Photo Essay by NICK ESTES
Last Friday, April 19th, hundreds of scholars, community activists, and students gathered at the University of New Mexico to attend a symposium to honor the life and work of John Redhouse. The symposium, titled “Indigenous Liberation and the Grounds of Decolonization” was co-sponsored by La Jicarita along with the UNM Department of American Studies, the UNM Institution for American Indian Research, the student-run KIVA Club, the UNM Program in Community and Regional Planning, and the American Studies Association’s Community Partnership initiative. American Studies professors Jennifer Denetdale and Alyosha Goldstein joined David Correia in organizing the event.
Born and raised in Farmington, NM, John Redhouse has been a life-long Indian rights activist. He was a leader of the National Indian Youth Council. He was most famously associated with the era of Red Power activism and organizing of various radical liberation groups such as Indians Against Exploitation, which operated from 1972-73 and the Coalition for Navajo Liberation in 1974 in Gallup, NM. The experiences of combatting anti-Indian border town racism in places like Farmington and Gallup were formative in Redhouse’s activism and scholarship. Today, Redhouse’s scholarship/activism centers on Dine’ liberation and decolonization movements with an emphasis on ongoing grassroots struggles against the extractive resource industries’ degradation of Dinetah’s ancestral homelands. Friday’s event focused on these aspects of Redhouse’s lifetime commitment to Indigenous and environmental activism, particularly bridging community activism with academic engagement and Indigenous nations.
The day’s events began at 8:30 AM with a series of panel presentations by scholars from UNM who work on and study indigenous liberation struggles, and concluded well after 7:30 PM. The program included individual student and faculty presentations, workshops by activist/scholars that focused on community organizing, and a conversation between Jennifer Denetdale and John Redhouse.
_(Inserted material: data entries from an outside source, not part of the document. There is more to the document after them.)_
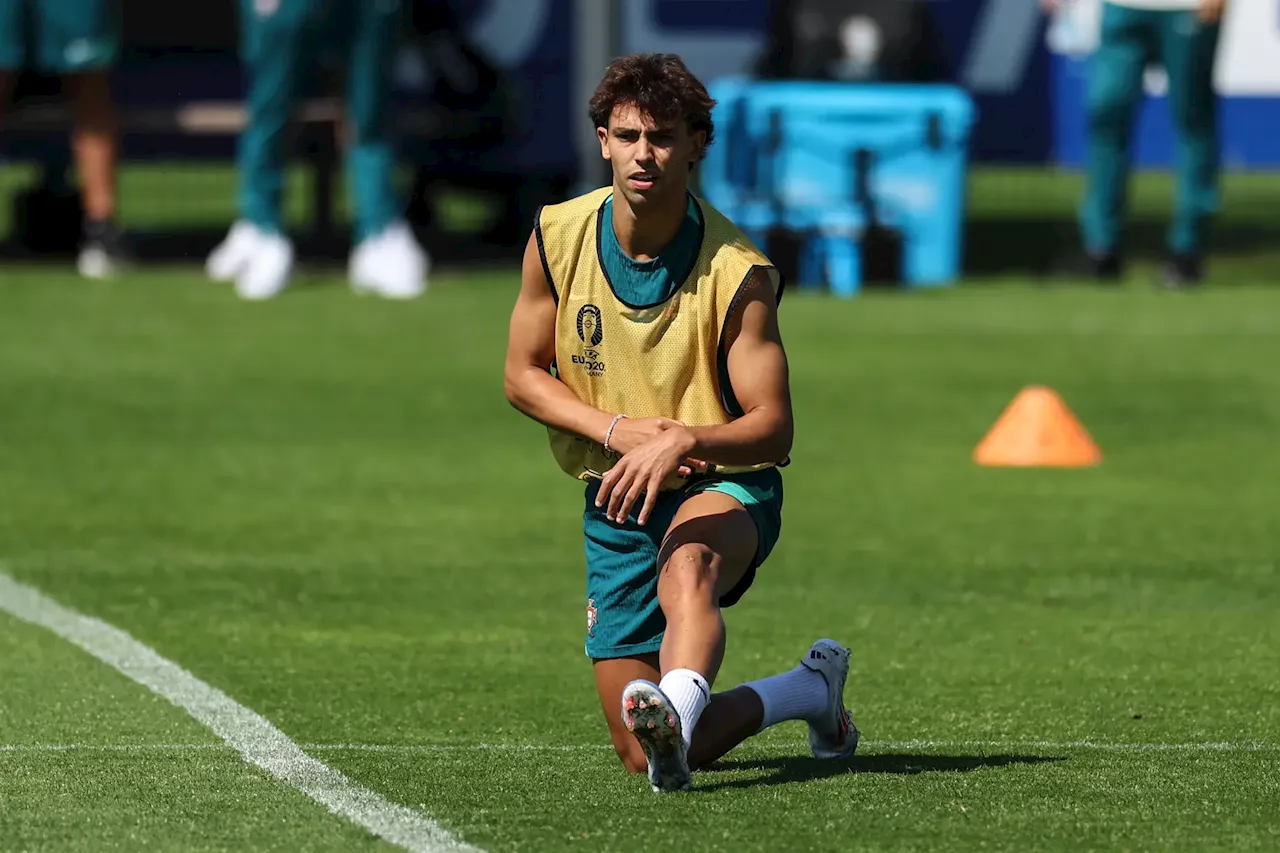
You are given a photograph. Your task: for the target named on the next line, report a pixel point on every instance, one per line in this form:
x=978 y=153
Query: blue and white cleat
x=833 y=734
x=649 y=715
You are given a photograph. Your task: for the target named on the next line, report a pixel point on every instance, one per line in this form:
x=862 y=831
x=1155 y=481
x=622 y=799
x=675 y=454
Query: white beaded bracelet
x=608 y=433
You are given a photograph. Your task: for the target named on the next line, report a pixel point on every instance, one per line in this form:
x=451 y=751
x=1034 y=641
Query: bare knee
x=689 y=575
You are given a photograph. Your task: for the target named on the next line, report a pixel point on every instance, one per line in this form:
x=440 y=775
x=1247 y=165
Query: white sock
x=689 y=693
x=798 y=694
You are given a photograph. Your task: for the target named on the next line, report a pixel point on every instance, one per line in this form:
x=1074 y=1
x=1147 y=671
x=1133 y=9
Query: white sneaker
x=95 y=261
x=649 y=715
x=389 y=264
x=232 y=255
x=266 y=270
x=833 y=734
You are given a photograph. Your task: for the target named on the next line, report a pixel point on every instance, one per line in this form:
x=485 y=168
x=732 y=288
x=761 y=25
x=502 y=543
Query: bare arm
x=530 y=351
x=758 y=372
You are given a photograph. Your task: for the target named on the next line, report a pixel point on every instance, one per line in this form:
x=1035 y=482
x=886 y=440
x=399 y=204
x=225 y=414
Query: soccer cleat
x=649 y=715
x=833 y=734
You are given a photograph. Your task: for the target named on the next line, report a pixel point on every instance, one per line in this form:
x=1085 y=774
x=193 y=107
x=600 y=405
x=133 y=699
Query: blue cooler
x=827 y=160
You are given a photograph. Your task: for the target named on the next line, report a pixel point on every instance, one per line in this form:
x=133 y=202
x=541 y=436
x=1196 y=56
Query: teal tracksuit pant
x=1130 y=40
x=59 y=36
x=280 y=42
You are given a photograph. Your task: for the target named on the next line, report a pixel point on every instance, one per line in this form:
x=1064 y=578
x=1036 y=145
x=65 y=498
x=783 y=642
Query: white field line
x=247 y=733
x=877 y=747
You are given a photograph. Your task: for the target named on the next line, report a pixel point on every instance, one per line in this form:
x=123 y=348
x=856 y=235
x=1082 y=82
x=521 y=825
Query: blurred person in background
x=77 y=40
x=1182 y=35
x=280 y=41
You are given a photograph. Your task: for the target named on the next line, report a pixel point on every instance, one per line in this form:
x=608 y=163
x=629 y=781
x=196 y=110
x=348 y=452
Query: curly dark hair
x=661 y=86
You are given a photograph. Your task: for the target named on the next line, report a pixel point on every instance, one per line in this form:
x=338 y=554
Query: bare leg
x=94 y=142
x=708 y=548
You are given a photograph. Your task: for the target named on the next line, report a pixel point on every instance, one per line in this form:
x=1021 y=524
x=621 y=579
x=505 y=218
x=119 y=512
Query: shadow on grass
x=801 y=769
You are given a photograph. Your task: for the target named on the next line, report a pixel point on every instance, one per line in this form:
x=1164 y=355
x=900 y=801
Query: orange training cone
x=1037 y=429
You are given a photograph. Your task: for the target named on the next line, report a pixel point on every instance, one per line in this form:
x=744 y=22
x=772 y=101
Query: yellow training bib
x=659 y=361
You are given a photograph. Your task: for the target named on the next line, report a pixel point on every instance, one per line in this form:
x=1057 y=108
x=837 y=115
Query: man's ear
x=699 y=145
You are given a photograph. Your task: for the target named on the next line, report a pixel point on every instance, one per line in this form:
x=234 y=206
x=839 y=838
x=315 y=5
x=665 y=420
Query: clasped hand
x=652 y=448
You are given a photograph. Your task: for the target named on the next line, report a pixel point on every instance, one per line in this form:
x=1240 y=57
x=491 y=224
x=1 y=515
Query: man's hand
x=1211 y=10
x=643 y=470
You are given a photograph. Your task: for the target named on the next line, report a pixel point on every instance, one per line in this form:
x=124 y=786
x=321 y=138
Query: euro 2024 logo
x=590 y=332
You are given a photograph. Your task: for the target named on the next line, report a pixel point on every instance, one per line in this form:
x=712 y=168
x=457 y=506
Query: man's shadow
x=800 y=769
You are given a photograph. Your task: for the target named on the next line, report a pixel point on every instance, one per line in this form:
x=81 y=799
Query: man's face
x=649 y=160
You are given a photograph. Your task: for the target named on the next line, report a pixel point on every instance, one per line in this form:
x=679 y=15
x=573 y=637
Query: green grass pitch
x=325 y=507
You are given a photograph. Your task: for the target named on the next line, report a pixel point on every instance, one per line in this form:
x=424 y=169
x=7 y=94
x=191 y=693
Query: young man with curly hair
x=645 y=338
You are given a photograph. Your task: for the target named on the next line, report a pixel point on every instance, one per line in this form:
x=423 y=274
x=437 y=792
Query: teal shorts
x=59 y=36
x=622 y=614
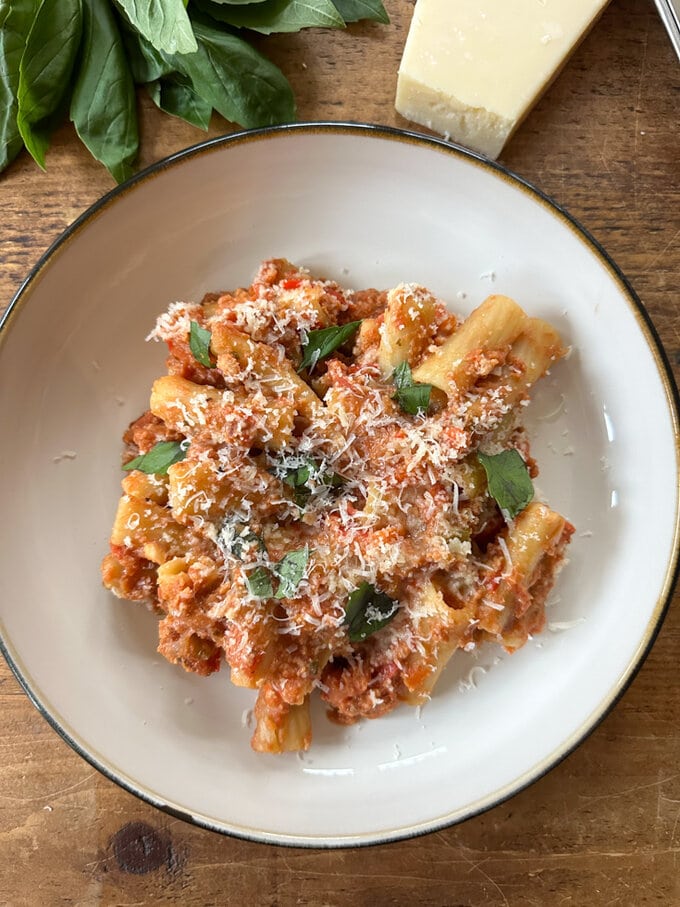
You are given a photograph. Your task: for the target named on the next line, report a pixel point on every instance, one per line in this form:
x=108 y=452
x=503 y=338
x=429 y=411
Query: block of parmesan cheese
x=472 y=69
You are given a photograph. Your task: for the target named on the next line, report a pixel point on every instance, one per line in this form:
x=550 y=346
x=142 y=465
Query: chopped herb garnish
x=320 y=344
x=290 y=570
x=508 y=481
x=158 y=460
x=260 y=583
x=299 y=475
x=199 y=344
x=413 y=398
x=368 y=610
x=242 y=541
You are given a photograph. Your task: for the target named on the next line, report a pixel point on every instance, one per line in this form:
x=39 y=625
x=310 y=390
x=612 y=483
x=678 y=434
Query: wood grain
x=601 y=828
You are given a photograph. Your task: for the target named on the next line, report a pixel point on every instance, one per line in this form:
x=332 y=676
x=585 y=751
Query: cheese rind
x=472 y=69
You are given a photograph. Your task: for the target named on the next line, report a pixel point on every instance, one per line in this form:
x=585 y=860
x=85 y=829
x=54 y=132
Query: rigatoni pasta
x=331 y=492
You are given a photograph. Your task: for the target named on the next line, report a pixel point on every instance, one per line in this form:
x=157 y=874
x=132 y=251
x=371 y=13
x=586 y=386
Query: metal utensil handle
x=669 y=10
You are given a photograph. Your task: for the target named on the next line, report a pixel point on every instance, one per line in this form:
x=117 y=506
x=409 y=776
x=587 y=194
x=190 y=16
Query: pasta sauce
x=332 y=491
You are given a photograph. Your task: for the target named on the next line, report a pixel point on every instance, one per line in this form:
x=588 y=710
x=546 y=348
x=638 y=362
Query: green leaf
x=297 y=476
x=103 y=105
x=16 y=19
x=368 y=610
x=45 y=71
x=236 y=80
x=199 y=344
x=146 y=63
x=164 y=23
x=160 y=458
x=320 y=344
x=413 y=398
x=277 y=15
x=260 y=583
x=177 y=96
x=242 y=541
x=354 y=10
x=508 y=480
x=290 y=570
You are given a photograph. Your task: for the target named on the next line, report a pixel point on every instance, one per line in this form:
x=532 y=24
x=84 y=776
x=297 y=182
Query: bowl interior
x=367 y=208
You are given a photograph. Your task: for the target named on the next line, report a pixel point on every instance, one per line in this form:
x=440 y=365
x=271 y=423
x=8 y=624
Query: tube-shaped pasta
x=275 y=374
x=406 y=330
x=513 y=608
x=442 y=630
x=454 y=366
x=529 y=358
x=192 y=408
x=280 y=727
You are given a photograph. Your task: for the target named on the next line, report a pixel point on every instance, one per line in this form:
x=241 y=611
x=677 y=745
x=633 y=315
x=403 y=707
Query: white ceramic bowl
x=369 y=207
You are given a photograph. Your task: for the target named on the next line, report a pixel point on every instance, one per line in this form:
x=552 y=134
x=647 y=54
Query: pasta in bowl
x=332 y=490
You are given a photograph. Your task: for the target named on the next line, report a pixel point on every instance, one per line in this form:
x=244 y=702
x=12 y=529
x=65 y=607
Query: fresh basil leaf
x=368 y=610
x=16 y=19
x=199 y=344
x=146 y=63
x=45 y=71
x=260 y=583
x=236 y=80
x=276 y=15
x=241 y=541
x=320 y=344
x=402 y=377
x=160 y=458
x=413 y=398
x=508 y=481
x=290 y=570
x=103 y=105
x=299 y=475
x=164 y=23
x=354 y=10
x=177 y=96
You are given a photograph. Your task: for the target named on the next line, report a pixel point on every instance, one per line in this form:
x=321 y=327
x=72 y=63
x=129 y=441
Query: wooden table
x=604 y=826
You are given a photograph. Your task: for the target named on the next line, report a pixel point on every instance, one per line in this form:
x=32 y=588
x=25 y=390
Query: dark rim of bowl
x=673 y=570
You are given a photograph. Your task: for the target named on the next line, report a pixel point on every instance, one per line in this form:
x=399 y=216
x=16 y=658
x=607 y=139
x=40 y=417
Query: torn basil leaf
x=301 y=472
x=297 y=476
x=260 y=583
x=242 y=541
x=320 y=344
x=199 y=344
x=508 y=481
x=413 y=398
x=290 y=571
x=160 y=458
x=367 y=611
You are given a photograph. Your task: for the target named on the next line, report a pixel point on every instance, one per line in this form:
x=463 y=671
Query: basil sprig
x=320 y=344
x=199 y=344
x=298 y=475
x=508 y=481
x=260 y=583
x=86 y=56
x=367 y=611
x=289 y=572
x=413 y=398
x=160 y=458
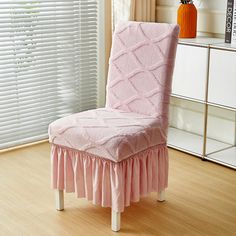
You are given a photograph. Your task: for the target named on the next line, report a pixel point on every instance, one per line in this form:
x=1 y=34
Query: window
x=48 y=64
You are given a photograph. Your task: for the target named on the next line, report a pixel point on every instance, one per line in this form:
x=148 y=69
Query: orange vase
x=187 y=20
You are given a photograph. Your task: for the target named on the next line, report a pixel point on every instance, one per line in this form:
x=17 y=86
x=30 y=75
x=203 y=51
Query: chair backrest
x=141 y=67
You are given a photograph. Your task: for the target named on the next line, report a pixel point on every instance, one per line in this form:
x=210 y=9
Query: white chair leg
x=161 y=196
x=115 y=221
x=59 y=200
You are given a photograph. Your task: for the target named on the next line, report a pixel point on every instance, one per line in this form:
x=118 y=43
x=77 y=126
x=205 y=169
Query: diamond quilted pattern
x=145 y=60
x=109 y=133
x=138 y=89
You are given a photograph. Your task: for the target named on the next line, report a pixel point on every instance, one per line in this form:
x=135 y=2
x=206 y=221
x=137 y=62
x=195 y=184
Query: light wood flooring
x=201 y=200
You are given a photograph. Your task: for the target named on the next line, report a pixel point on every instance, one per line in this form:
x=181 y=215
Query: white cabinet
x=190 y=74
x=222 y=78
x=203 y=103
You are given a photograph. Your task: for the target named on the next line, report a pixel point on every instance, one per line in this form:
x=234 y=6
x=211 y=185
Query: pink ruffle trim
x=107 y=183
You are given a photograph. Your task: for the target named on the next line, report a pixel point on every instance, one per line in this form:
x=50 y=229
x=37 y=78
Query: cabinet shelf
x=203 y=107
x=226 y=157
x=193 y=143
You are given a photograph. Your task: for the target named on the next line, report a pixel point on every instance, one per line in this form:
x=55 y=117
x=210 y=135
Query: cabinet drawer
x=222 y=78
x=189 y=78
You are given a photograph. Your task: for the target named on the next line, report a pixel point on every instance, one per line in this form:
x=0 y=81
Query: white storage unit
x=222 y=77
x=203 y=103
x=191 y=72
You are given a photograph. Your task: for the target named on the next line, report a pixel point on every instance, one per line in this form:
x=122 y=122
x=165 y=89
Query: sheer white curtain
x=137 y=10
x=48 y=64
x=121 y=10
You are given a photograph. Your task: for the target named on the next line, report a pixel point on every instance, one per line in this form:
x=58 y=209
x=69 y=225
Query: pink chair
x=114 y=155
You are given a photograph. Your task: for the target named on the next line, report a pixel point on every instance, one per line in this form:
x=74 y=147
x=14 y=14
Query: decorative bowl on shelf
x=187 y=19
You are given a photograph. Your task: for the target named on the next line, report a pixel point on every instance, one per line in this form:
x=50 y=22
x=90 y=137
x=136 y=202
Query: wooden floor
x=201 y=200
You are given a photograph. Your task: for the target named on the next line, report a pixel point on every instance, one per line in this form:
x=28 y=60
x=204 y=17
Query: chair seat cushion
x=108 y=133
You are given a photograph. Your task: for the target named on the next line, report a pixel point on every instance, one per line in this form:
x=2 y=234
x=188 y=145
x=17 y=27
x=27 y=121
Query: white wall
x=211 y=15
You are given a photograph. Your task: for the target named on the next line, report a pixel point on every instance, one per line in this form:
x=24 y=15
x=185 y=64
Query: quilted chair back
x=141 y=67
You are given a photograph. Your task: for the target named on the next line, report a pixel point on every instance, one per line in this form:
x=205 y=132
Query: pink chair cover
x=116 y=154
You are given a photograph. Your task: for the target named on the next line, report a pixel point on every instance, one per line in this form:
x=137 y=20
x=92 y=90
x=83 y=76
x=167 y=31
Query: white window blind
x=48 y=64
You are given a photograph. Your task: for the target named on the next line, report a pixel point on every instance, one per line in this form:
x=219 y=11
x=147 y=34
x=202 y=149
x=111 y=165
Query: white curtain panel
x=48 y=64
x=136 y=10
x=121 y=11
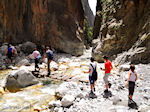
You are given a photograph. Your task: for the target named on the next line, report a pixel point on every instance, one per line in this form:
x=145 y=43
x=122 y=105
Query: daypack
x=49 y=55
x=94 y=73
x=10 y=50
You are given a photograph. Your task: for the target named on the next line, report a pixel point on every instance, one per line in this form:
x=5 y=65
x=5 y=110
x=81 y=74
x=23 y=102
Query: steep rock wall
x=57 y=23
x=124 y=24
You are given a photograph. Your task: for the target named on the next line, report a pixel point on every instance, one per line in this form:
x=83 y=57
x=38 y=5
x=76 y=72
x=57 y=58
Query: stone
x=113 y=39
x=116 y=100
x=55 y=104
x=124 y=68
x=67 y=100
x=27 y=47
x=20 y=79
x=24 y=62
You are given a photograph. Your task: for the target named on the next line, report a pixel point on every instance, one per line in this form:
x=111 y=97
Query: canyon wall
x=57 y=23
x=124 y=26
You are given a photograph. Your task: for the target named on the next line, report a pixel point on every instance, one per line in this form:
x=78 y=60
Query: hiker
x=37 y=56
x=107 y=69
x=92 y=75
x=10 y=52
x=132 y=77
x=49 y=55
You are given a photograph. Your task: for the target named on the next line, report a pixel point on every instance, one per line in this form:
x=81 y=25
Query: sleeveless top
x=132 y=76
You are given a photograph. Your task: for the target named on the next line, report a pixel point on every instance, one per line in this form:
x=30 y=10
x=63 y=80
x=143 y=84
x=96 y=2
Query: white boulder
x=67 y=100
x=19 y=79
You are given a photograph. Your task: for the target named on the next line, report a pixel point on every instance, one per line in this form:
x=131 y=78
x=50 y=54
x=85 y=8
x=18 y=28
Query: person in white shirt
x=36 y=55
x=132 y=77
x=92 y=74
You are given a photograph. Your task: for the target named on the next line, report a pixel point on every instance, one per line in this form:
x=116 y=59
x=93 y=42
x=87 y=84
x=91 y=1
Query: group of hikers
x=132 y=76
x=93 y=75
x=11 y=53
x=37 y=57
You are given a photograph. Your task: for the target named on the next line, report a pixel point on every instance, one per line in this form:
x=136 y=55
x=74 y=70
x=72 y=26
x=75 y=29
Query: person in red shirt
x=107 y=69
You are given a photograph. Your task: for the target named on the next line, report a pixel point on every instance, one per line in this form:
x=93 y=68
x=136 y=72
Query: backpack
x=94 y=73
x=50 y=55
x=10 y=50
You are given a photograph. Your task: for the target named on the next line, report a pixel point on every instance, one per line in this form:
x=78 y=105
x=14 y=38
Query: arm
x=129 y=74
x=136 y=77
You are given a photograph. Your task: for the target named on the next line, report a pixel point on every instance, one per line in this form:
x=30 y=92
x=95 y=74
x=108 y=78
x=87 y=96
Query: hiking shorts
x=105 y=78
x=92 y=80
x=9 y=55
x=131 y=87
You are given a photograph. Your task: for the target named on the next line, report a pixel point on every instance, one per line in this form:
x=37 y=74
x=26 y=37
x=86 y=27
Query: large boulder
x=70 y=88
x=27 y=47
x=20 y=79
x=58 y=23
x=24 y=62
x=67 y=100
x=123 y=26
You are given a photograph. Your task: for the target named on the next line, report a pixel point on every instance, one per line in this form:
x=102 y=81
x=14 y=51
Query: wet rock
x=124 y=68
x=19 y=79
x=67 y=100
x=116 y=100
x=24 y=62
x=70 y=88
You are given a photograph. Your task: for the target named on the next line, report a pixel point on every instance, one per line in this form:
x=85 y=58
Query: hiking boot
x=109 y=84
x=94 y=89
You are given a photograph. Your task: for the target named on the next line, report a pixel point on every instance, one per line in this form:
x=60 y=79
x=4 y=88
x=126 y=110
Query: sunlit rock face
x=57 y=23
x=88 y=12
x=123 y=26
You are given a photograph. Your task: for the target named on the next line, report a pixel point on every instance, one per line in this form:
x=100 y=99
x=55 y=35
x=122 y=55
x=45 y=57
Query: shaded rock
x=70 y=88
x=55 y=104
x=123 y=26
x=27 y=47
x=124 y=68
x=19 y=79
x=24 y=62
x=67 y=100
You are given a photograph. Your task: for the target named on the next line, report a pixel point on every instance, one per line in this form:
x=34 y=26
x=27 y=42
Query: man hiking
x=107 y=69
x=49 y=55
x=132 y=77
x=92 y=75
x=37 y=56
x=10 y=52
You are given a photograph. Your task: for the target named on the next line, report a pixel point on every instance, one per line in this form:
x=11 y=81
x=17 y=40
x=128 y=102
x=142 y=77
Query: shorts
x=106 y=78
x=9 y=56
x=131 y=87
x=92 y=80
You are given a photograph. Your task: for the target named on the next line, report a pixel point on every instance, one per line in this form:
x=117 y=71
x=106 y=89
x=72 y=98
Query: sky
x=93 y=5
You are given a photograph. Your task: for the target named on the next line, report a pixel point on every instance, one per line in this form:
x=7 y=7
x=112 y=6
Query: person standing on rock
x=107 y=69
x=132 y=77
x=92 y=74
x=37 y=56
x=49 y=54
x=10 y=52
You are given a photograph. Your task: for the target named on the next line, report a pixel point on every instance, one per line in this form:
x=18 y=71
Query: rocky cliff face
x=88 y=12
x=57 y=23
x=125 y=27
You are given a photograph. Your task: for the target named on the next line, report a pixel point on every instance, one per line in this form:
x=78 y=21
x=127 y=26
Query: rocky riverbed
x=72 y=95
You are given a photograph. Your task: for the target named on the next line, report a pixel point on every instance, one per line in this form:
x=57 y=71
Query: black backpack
x=94 y=73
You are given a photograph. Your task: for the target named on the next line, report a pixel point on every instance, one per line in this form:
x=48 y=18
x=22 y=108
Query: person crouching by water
x=92 y=75
x=37 y=56
x=49 y=55
x=132 y=77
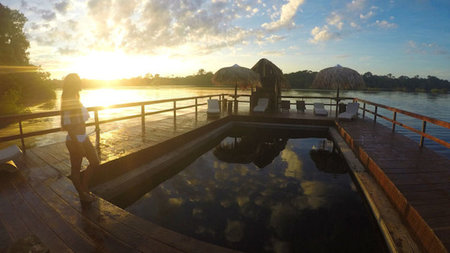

The evening ended with a roundtable discussion centered on continuing Indigenous decolonization and liberation. Presenters included: American Studies PhD students Melanie Yazzie and Nick Estes, Anthropology Assistant Professor Cristobal Valencia, Black Mesa community organizer Nicole Horseherder, long-time Indigenous rights activist and scholar Roxanne Dunbar-Ortiz, Black Mesa community organizer and activist Klee Benally, La Jicarita editor-in-chief Kay Matthews, and Community and Regional Planning Program Assistant Professor Laura Harjo.






Reblogged this on Unsettling America.
Beautiful photo-essay; thanks Nick and La Jicarita. It was an extraordinary day, inspiring. Roxanne
Thanks, Kay, for this great photo-essay. Due to a number of obligations all converging Friday I was not able to attend the seminar but I very much want to pay tribute to the life-long work of John Redhouse. Live like him!